Огромное число зарубежных экранизаций по произведениям Достоевского и нулевая – или близкая к нулю – цифра художественных картин о самом авторе, его судьбе и жизни. Эта беглая констатация не может не привлечь внимание и исследователя-киноведа, и зрителя – любителя биографических картин.
Резонно допустить, что проблема столь очевидного дисбаланса имеет две стороны – фактическую и интерпретационную. Факты имеет смысл проверить выборочно, на фигурах самых значительных, бесспорных, обладающих мировой известностью.
Итак,
Можно сказать с уверенностью о тенденции: экранизации крупных произведений писателей с международной известностью – чаще всего занятие для интернационального кинематографа; художественные биографические картины об этих же писателях – чаще всего занятие для кинематографов национальных; так, зарубежный кинематограф ни разу не попытался воссоздать судьбу Пушкина (среди двадцати двух биографических картин о нем нет ни одной зарубежной); российский художественный кинематограф не пытается воссоздать судьбу Байрона (российских художественных фильмов о судьбе Байрона нет). Так же обстоит дело с зарубежными биографическими фильмами о Лермонтове и Гоголе – их просто нет.
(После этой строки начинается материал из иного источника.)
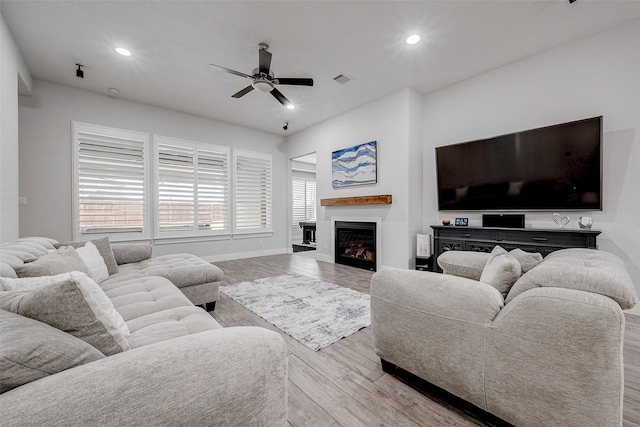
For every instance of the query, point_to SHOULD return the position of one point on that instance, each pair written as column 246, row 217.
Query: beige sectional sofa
column 148, row 356
column 549, row 353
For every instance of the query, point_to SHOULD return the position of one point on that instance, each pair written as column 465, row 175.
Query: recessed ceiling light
column 122, row 51
column 413, row 39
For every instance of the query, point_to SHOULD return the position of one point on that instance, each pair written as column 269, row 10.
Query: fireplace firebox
column 355, row 244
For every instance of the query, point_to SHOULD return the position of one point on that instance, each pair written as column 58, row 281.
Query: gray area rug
column 314, row 312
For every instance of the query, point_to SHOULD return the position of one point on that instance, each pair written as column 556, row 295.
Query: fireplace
column 355, row 244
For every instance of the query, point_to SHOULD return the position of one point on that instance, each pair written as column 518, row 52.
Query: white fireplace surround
column 376, row 220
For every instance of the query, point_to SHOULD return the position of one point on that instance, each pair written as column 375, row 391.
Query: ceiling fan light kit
column 263, row 78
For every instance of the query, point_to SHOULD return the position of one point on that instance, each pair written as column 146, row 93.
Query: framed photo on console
column 462, row 222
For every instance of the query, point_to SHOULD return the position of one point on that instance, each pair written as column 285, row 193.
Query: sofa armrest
column 554, row 357
column 433, row 325
column 436, row 294
column 128, row 253
column 231, row 376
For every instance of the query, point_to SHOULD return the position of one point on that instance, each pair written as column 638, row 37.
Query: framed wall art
column 354, row 165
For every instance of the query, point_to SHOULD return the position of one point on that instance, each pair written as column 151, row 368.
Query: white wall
column 598, row 75
column 14, row 75
column 45, row 162
column 391, row 122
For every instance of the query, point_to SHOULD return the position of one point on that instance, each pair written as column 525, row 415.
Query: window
column 252, row 192
column 110, row 179
column 304, row 200
column 192, row 188
column 192, row 194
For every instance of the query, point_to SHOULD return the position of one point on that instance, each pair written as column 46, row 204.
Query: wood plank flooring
column 344, row 385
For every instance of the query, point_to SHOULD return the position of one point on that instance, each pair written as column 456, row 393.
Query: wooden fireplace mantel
column 380, row 199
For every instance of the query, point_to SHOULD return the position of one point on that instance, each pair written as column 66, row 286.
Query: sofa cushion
column 138, row 297
column 527, row 260
column 588, row 270
column 156, row 310
column 93, row 261
column 104, row 247
column 7, row 271
column 30, row 283
column 463, row 263
column 168, row 324
column 62, row 260
column 69, row 305
column 32, row 350
column 181, row 269
column 501, row 271
column 125, row 254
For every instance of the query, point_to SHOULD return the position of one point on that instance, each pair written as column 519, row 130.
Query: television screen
column 552, row 168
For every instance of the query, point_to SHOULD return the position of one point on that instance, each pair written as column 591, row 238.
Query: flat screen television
column 555, row 168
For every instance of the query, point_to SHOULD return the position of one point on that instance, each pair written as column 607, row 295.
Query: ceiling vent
column 341, row 78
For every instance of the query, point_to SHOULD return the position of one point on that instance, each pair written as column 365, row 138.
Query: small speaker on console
column 503, row 220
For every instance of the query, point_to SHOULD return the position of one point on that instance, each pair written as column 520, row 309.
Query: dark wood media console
column 483, row 239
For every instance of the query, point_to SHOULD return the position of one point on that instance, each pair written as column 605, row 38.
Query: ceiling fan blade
column 230, row 71
column 243, row 92
column 280, row 97
column 264, row 61
column 299, row 82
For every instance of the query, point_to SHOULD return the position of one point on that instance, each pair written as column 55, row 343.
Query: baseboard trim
column 323, row 257
column 243, row 255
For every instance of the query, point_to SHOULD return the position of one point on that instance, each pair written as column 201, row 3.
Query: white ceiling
column 173, row 43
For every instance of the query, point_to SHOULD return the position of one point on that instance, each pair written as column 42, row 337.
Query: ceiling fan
column 263, row 78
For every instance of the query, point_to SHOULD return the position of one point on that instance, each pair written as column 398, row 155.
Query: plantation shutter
column 213, row 190
column 304, row 200
column 110, row 181
column 252, row 192
column 192, row 188
column 175, row 188
column 310, row 200
column 299, row 201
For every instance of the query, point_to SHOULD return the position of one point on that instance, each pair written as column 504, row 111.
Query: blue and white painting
column 354, row 165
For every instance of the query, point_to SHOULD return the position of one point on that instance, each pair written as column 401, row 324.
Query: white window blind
column 213, row 190
column 110, row 180
column 304, row 200
column 192, row 188
column 253, row 204
column 175, row 182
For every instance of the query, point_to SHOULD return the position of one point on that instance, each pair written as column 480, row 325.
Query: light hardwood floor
column 344, row 385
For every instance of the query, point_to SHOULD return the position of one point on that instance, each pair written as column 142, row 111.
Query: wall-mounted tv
column 556, row 167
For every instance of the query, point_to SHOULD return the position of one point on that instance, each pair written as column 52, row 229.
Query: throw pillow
column 69, row 305
column 501, row 271
column 527, row 260
column 96, row 267
column 32, row 350
column 126, row 254
column 63, row 260
column 6, row 270
column 30, row 283
column 104, row 247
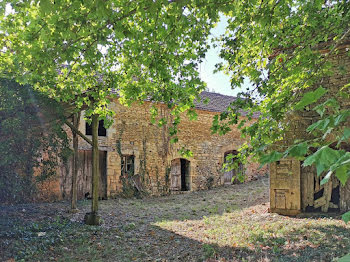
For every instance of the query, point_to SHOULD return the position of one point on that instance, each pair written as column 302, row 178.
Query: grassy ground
column 224, row 224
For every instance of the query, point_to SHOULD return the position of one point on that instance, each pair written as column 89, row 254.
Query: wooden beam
column 74, row 129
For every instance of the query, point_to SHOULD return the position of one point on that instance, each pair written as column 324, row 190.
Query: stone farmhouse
column 136, row 155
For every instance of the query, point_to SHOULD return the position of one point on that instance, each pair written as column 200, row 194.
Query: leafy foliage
column 27, row 142
column 289, row 50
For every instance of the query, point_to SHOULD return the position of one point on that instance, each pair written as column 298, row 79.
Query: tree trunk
column 93, row 218
column 76, row 120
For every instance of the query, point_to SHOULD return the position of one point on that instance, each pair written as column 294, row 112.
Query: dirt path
column 224, row 224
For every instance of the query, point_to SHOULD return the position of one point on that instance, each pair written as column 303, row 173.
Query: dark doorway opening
column 101, row 129
column 184, row 175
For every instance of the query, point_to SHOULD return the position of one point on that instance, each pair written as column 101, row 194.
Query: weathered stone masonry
column 158, row 167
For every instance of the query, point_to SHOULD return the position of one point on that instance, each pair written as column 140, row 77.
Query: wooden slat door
column 285, row 195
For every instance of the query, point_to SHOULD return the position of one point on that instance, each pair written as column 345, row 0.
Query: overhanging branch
column 74, row 129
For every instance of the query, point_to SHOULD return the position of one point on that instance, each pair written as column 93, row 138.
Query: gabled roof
column 216, row 102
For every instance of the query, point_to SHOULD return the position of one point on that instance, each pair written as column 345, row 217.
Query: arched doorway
column 180, row 175
column 228, row 175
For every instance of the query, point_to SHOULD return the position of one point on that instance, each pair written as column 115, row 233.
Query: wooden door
column 285, row 196
column 175, row 175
Чехов, лидер по числу зарубежных экранизаций русской классики, был экранизирован за рубежом около трехсот раз, художественных биографических зарубежных картин всего пять. Немного отстает по числу зарубежных экранизаций Тургенев, но биографической зарубежной картины о нем нет ни одной. И симметрично: несколько сотен англоязычных и иноязычных экранизаций Диккенса и всего три русскоязычные; и ни одной биографической художественной картины, созданной на русском языке. Из семнадцати экранизаций по произведениям Хемингуэя только две русскоязычные, русскоязычной художественной кинобиографии нет ни одной. Список можно продолжать сколько угодно – результат неизбежно повторится.
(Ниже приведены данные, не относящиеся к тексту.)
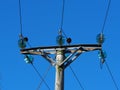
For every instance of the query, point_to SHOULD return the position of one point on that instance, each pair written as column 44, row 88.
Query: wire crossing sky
column 82, row 21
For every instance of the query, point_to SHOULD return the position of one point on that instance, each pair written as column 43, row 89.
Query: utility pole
column 61, row 62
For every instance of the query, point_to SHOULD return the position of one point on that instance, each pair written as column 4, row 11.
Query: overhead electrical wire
column 102, row 31
column 45, row 74
column 76, row 78
column 106, row 16
column 111, row 75
column 62, row 18
column 20, row 16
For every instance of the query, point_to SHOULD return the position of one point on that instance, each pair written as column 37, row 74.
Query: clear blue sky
column 41, row 19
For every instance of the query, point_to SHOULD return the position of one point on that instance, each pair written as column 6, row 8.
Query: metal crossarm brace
column 61, row 62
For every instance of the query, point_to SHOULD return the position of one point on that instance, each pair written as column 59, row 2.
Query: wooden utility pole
column 61, row 61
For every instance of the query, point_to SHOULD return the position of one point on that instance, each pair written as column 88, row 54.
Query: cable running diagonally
column 45, row 74
column 20, row 15
column 111, row 76
column 76, row 78
column 40, row 76
column 106, row 15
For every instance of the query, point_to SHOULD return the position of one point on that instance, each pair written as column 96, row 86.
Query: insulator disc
column 100, row 38
column 69, row 40
column 102, row 54
column 26, row 39
column 28, row 59
column 22, row 43
column 60, row 40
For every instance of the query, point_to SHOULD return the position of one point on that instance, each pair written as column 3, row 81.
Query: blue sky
column 83, row 20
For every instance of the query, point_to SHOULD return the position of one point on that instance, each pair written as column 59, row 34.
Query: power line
column 111, row 76
column 40, row 76
column 106, row 15
column 76, row 78
column 20, row 15
column 45, row 74
column 62, row 14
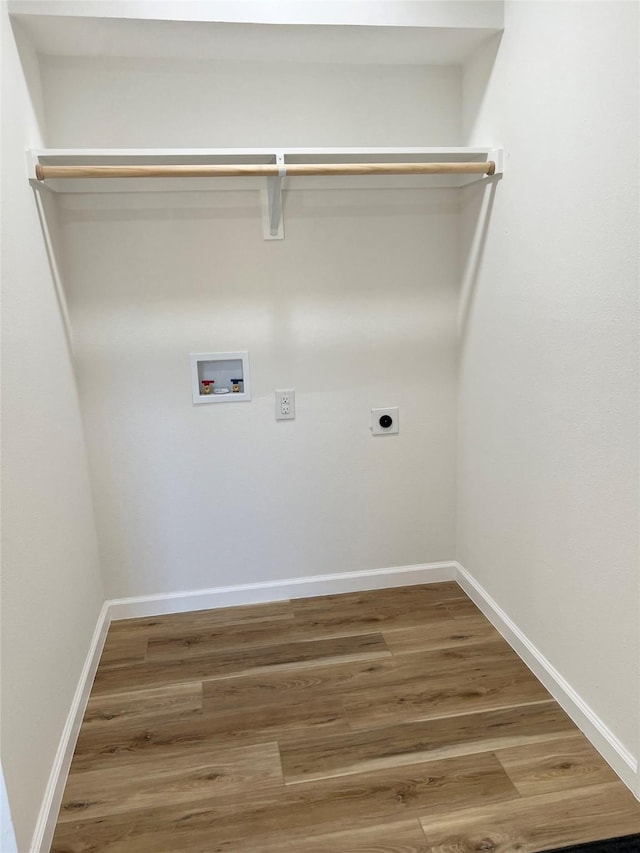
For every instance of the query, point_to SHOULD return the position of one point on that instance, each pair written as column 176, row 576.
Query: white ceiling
column 71, row 35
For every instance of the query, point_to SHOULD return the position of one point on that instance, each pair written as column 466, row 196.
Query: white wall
column 548, row 442
column 51, row 589
column 354, row 309
column 157, row 103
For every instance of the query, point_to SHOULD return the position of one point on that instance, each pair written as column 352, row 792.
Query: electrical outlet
column 285, row 405
column 385, row 421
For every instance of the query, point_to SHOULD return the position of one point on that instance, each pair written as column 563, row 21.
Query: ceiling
column 85, row 35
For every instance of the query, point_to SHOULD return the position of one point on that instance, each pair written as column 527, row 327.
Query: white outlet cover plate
column 376, row 414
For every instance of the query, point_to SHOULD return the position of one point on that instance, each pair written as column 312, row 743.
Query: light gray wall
column 51, row 588
column 548, row 441
column 355, row 309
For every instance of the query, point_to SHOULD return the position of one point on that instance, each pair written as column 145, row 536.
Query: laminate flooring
column 391, row 721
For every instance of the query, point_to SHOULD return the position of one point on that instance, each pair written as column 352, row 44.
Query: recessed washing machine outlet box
column 220, row 377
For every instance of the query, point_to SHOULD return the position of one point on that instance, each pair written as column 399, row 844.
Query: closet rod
column 44, row 172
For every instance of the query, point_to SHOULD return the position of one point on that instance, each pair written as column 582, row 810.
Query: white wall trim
column 46, row 823
column 258, row 593
column 602, row 738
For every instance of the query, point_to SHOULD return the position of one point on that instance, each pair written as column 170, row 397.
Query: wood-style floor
column 394, row 721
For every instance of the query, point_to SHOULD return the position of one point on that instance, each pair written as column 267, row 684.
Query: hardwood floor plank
column 298, row 628
column 464, row 689
column 173, row 624
column 125, row 744
column 122, row 650
column 152, row 704
column 395, row 607
column 297, row 811
column 235, row 662
column 462, row 607
column 408, row 743
column 349, row 679
column 397, row 837
column 155, row 782
column 536, row 824
column 554, row 766
column 442, row 634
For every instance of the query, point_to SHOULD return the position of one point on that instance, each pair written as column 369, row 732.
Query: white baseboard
column 46, row 824
column 259, row 593
column 602, row 738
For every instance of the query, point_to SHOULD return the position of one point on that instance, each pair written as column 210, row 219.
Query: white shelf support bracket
column 497, row 155
column 272, row 203
column 32, row 162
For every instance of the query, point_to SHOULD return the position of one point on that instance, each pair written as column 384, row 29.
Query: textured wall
column 548, row 441
column 51, row 588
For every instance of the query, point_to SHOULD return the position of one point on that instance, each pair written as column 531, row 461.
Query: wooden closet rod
column 264, row 170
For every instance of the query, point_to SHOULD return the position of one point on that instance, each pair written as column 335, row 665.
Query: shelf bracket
column 272, row 221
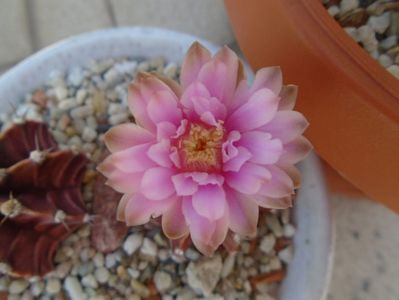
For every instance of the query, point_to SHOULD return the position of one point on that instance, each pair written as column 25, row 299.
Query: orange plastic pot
column 352, row 103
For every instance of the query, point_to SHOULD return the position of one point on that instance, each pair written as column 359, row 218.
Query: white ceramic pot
column 309, row 272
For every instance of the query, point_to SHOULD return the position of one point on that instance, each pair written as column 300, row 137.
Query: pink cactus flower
column 206, row 154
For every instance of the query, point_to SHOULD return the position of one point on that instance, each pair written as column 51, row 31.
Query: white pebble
column 267, row 243
column 90, row 281
column 74, row 289
column 132, row 243
column 18, row 286
column 102, row 275
column 53, row 286
column 163, row 281
column 149, row 248
column 347, row 5
column 89, row 134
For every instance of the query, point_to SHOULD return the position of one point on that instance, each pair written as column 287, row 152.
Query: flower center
column 200, row 149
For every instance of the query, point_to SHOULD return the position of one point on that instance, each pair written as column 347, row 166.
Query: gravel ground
column 79, row 107
column 374, row 25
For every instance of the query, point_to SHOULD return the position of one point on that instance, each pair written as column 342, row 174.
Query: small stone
column 90, row 281
column 394, row 70
column 74, row 289
column 163, row 281
column 267, row 243
column 18, row 286
column 203, row 276
column 89, row 134
column 149, row 248
column 347, row 5
column 37, row 288
column 101, row 274
column 380, row 23
column 228, row 265
column 139, row 288
column 61, row 92
column 132, row 243
column 98, row 260
column 53, row 286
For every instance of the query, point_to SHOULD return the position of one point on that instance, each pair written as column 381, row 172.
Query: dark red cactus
column 40, row 199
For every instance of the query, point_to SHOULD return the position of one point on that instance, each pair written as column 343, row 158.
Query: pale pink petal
column 264, row 150
column 279, row 185
column 237, row 162
column 160, row 153
column 133, row 160
column 184, row 184
column 293, row 172
column 201, row 229
column 229, row 150
column 173, row 223
column 165, row 130
column 270, row 78
column 260, row 109
column 286, row 125
column 141, row 90
column 163, row 108
column 196, row 89
column 124, row 136
column 210, row 201
column 296, row 150
column 243, row 213
column 249, row 180
column 157, row 183
column 195, row 58
column 139, row 210
column 288, row 95
column 220, row 74
column 273, row 203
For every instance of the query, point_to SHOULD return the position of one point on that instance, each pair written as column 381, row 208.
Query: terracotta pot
column 351, row 101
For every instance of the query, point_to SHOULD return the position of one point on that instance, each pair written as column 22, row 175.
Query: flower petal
column 270, row 78
column 260, row 109
column 296, row 150
column 243, row 214
column 288, row 95
column 160, row 153
column 280, row 184
column 133, row 159
column 141, row 91
column 249, row 180
column 139, row 210
column 273, row 203
column 210, row 201
column 195, row 58
column 220, row 74
column 184, row 184
column 157, row 183
column 173, row 223
column 236, row 163
column 264, row 150
column 124, row 136
column 286, row 125
column 163, row 108
column 165, row 130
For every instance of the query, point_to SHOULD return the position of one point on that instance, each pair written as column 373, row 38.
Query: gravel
column 374, row 25
column 79, row 107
Резонно задать вопрос: почему? Причин может быть множество: отсутствие интереса к чужой культуре и к жизни «не своих» писателей, убеждение, что биография не имеет большого значения для понимания творчества и не слишком влияет на него, трудности понимания языка и трудности перевода, недостаточное владение чужой культурой, недостаточное знание истории другой страны, непонимание характера, образа мыслей и мотивов поведения исторических персонажей, боязнь попасть впросак в трактовке образов другой культуры, нехватка смелости и дерзости в освоении «не своего» наследия. И это далеко не все возможные объяснения, главное из которых может звучать примерно так: что может подвигнуть российского кинематографиста снять биографическую картину об английском, французском, немецком, итальянском и т. д. писателе? И наоборот: что может повлиять на решение зарубежного кинематографиста снять художественную или документальную картину о жизни писателя русского?
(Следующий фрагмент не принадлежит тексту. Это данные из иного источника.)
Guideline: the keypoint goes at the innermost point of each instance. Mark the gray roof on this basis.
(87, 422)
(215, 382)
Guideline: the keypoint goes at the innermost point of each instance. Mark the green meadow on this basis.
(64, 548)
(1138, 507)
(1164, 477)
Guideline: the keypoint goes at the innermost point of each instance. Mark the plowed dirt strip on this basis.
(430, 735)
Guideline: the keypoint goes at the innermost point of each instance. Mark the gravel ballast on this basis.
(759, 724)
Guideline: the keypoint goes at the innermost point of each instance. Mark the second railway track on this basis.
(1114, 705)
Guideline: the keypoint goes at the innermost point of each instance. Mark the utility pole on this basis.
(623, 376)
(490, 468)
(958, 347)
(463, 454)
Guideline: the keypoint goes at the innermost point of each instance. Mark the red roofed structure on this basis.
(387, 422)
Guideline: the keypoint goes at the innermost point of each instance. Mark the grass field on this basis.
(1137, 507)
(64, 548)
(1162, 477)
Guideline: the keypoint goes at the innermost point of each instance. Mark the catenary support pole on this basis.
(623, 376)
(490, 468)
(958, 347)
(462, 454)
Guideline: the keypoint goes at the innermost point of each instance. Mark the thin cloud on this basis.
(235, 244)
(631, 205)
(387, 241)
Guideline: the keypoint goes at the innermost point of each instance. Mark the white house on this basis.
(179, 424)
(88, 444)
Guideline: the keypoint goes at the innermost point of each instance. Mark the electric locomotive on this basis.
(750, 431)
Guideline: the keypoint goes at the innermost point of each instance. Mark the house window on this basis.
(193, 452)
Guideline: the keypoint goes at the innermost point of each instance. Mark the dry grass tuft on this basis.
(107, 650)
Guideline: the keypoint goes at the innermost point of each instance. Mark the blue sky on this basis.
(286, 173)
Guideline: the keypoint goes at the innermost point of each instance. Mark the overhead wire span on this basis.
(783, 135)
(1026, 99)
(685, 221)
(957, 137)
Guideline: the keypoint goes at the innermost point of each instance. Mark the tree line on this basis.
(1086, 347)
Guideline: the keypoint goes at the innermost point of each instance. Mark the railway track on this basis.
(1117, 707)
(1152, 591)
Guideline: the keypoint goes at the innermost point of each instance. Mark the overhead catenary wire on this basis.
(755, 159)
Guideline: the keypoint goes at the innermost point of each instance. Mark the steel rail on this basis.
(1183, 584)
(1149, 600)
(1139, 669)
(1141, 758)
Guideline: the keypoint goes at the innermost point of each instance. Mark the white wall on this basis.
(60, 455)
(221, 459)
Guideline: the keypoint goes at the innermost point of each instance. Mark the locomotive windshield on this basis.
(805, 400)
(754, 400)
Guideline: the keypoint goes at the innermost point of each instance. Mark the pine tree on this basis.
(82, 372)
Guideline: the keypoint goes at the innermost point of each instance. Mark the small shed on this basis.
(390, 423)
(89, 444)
Если вышеупомянутое наблюдение действительно можно счесть за правило-тенденцию, то тем интереснее изучить и понять редкие исключения.
Вернемся к Достоевскому и рассмотрим его случай.
Генрих Бёлль – читатель Достоевского
Первым из европейских писателей, кто попытался прикоснуться к кинобиографии Достоевского, был немецкий писатель Генрих Бёлль. В 1969 году на телевидении ФРГ состоялась премьера документального фильма западногерманского режиссера Уве Бранднера «Писатель и его город: Достоевский и Петербург», снятого по сценарию Генриха Бёлля (совместно с Э. Коком). Премьере предшествовали поездки Бёлля в Москву и в Ленинград для сбора материала.
Что подвигло немецкого писателя, переводчика и сценариста, будущего лауреата Нобелевской премии (он получит ее в 1972-м) заниматься жизнеописанием Достоевского, пусть и с уклоном в писательское краеведение?
Во-первых, Бёллем был задуман цикл телевизионных фильмов под общим заглавием «Писатель и его город», куда должны были войти картины: «Бальзак и Париж», «Диккенс и Лондон», «Достоевский и Петербург». Насколько известно из библиографии писателя, осуществлен был только последний фильм из цикла – о Достоевском.